Еще бабушка рассказывала про одного поэта, который все как-то ходил-бродил, мечтал о кораблях, морях-океанах и дальних странах, а потом его взяли да и расстреляли. И прочитала начало от стихотворения Гумилева "Капитаны". Еще восхищал ее Лермонтовский "Воздушный корабль". Причем, помню, что привлекало ее даже не содержание, а вся эта сильная и таинственная морская обстановка, не зря обожала она всякие географические карты, все покупала их мне, даже принесла однажды атлас флагов, и только потом, когда она умерла, понял я какое значение книжный мир кораблей и дальних странствий имел для романтической души этой чудной и одинокой женщины, ни разу в жизни не видевшей моря.
Бабушка всю жизнь прожила одна, после развода с дедом так и не выйдя замуж.
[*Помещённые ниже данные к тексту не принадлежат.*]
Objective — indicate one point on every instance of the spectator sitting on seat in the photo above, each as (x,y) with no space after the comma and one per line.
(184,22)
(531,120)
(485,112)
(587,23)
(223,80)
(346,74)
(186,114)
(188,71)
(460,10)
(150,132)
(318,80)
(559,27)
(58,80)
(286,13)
Однажды я спросил у нее, почему они развелись с дедушкой. Она сказала, что-то вроде, что любил он ее сначала, а потом перестал, полюбил другую женщину.
Однажды весной мы были с бабушкой в Ново-Иерусалиме. Не забуду того утра, синей дали, солнца, талого снега со следами полозьев, и запаха конского навоза и того, как воробьи клевали этот навоз, и как было радостно за этот навоз, что ничего не пропадает, что он такой чистый, вкусный, и что светится в нем золотистый овес. Не забуду этого синего воздуха, этого чувства дали жизни, этого полного надежды утра, когда казалось, что утро то — только узкая щелка в мощно и прекрасно открывающейся двери, что дальше все только и будет плыть в синем воздухе, под чириканье воробьев, под блеск луж, под песню жаворонка в небе… Как, куда все ушло, растряслось, растерялось? И почему только в конце жизни выясняется, что если что и осталось главного в тебе — это забытая ширь детства, это весеннее утро с бабушкой в маленьком русском городе.
2
Очень часто вспоминаю тоже ушедшего уже человека, почти мне родственника, отца моего друга и напарника Анатолия — Юрия Александровича Блюме.
на мотив Гоп-со-смыком пел, подвыпив, Юрий Александрович… Пел слабым, но выразительным голосом, старомодно, с неким беспомощным надрывам, перевывом, время от времени переходя на речитатив. Родом он был из-под Рязани, и весь его образ уходит куда-то в историю, к его предкам голландского происхождения, каким-нибудь железнодорожным и лесным инженерам, которых светлая голова вынесла их самых глубин русской жизни и которые будто из этих глубин и глядят на нас с желтых фотографий: один к одному крупные, с огромными бородами, с выражением небывалого и сдержанного достоинства на красивых и открытых лицах.
Всю взрослую жизнь провел Юрий Александрович на Таймыре, куда попал незадолго до войны и не по своей воле. Был в свое время план снабжения строящегося Норильска не по железной дороге от Дудинки, а через море по реке Пясине, так вот Юрий Александрович руководил экспедицией, разрабатывавшей фарватер для этого самого водного пути. Стал он начальником не сразу, была в нем крепкая флотская жилка, не зря поступал в мореходное училище и после написал учебник по судождению и навигации — сшитый из многих тетрадок, исписанный карандашом и изобилующий ссылками и коментариями.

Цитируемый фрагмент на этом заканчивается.